Por otro lado, Ernesto Gutiérrez, VP Corporativo de Tecnología de Grupo Aval, explicó que la inteligencia artificial puede impactar transacciones, decisiones financieras y procesos internos.
“Ha avanzado de los ejercicios piloto a implementaciones con alcance operativo. A través de ADL Digital Lab y su iniciativa RE, en 18 meses hemos implementado más de 36 agentes de IA que impactan a más de tres millones de colombianos en frentes como la gestión de datos y la conversión en canales digitales”, dijo Gutiérrez.
Además, explicó que la IA es un habilitador central de su estrategia y que, a través de ‘AI First’, busca incorporarla desde el diseño de los procesos para impulsar el crecimiento, la eficiencia, la resiliencia y una mejor experiencia.

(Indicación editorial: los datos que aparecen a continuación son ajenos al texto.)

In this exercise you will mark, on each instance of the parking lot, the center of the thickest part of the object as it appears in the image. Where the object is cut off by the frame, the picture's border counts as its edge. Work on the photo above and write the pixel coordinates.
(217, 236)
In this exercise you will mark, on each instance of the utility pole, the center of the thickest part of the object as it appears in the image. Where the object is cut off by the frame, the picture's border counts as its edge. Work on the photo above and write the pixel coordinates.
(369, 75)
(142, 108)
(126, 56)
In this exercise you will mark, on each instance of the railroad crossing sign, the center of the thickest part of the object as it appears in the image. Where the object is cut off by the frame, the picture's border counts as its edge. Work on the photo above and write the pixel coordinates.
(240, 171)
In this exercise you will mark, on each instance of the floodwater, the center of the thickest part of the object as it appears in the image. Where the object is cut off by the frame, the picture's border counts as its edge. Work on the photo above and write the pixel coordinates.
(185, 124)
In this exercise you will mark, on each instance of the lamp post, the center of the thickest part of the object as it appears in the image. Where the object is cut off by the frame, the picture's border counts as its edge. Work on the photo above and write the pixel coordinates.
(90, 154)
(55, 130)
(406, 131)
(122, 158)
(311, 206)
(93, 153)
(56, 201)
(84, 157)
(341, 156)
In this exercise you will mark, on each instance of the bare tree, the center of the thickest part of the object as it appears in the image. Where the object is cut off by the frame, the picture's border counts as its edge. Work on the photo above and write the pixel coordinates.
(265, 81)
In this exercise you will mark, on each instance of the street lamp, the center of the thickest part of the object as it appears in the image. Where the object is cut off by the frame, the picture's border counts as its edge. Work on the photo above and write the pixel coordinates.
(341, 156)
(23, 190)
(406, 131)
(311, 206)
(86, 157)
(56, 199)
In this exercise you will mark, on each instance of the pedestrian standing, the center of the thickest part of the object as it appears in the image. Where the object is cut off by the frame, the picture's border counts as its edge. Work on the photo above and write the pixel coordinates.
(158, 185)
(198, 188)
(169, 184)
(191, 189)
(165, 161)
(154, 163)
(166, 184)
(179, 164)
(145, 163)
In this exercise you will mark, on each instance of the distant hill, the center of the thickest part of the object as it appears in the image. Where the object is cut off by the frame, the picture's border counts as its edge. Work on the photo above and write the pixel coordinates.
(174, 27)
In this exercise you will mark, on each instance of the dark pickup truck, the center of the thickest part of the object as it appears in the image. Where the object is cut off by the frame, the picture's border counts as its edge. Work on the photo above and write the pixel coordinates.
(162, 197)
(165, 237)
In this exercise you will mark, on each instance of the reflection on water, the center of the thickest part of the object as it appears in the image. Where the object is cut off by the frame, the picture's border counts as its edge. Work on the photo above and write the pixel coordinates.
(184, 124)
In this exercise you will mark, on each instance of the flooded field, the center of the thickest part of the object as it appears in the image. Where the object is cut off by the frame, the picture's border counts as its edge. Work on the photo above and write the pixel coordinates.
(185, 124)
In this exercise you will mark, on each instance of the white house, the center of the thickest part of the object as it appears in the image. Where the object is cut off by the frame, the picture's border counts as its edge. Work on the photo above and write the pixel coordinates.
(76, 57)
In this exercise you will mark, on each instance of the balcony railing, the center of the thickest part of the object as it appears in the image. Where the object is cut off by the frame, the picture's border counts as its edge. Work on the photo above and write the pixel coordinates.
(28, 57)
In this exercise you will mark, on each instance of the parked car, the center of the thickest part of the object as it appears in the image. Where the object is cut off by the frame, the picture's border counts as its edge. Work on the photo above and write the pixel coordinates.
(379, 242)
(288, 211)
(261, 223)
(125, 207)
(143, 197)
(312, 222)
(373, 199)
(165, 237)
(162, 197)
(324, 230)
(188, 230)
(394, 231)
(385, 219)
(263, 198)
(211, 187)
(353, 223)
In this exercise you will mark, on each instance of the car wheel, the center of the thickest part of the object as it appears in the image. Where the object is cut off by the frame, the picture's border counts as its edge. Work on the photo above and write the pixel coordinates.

Gutiérrez aseguró también que la prioridad no se mide por el número de herramientas, sino por los resultados y el valor económico. “Nuestro laboratorio de innovación y transformación digital ha escalado a modelos predictivos para procesos de retención, recuperación y originación. Estamos pasando de construir soluciones aisladas en cada entidad a desarrollar plataformas comunes que pueden reutilizarse y escalarse en todo el Grupo”, destacó.
En cuanto a ciberseguridad, Gutiérrez explicó que la inteligencia artificial representa un habilitador relevante dentro de una estrategia más amplia de prevención, detección y respuesta. Sin embargo, detalló que con la información disponible todavía no es posible atribuirle de manera aislada un retorno económico. “Nuestra evaluación se concentra en indicadores verificables y evita adjudicar a la IA resultados que corresponden al conjunto de la transformación tecnológica”.
Aunque los avances tecnológicos del sector son evidentes, Gustavo Velandia, presidente de la Asociación Colombiana de Inteligencia Artificial, indicó que el reto en los próximos años será “aumentar la inteligencia del sistema en general, sin reducir la confianza”, esto, porque a medida que aumentan las transacciones digitales y los modelos toman mayor protagonismo, crecen los riesgos de fraude, ciberataque y sesgos.
“Otro reto es no quedarse en IA generativa para la productividad administrativa. El mayor salto va a ser integrar la IA predictiva junto con el aprendizaje automático, la optimización y la generativa en decisiones de riesgo, fraude, cartera, rentabilidad y experiencias del cliente. Se deberá medir impacto, gobernanza y confianza”, puntualizó Velandia.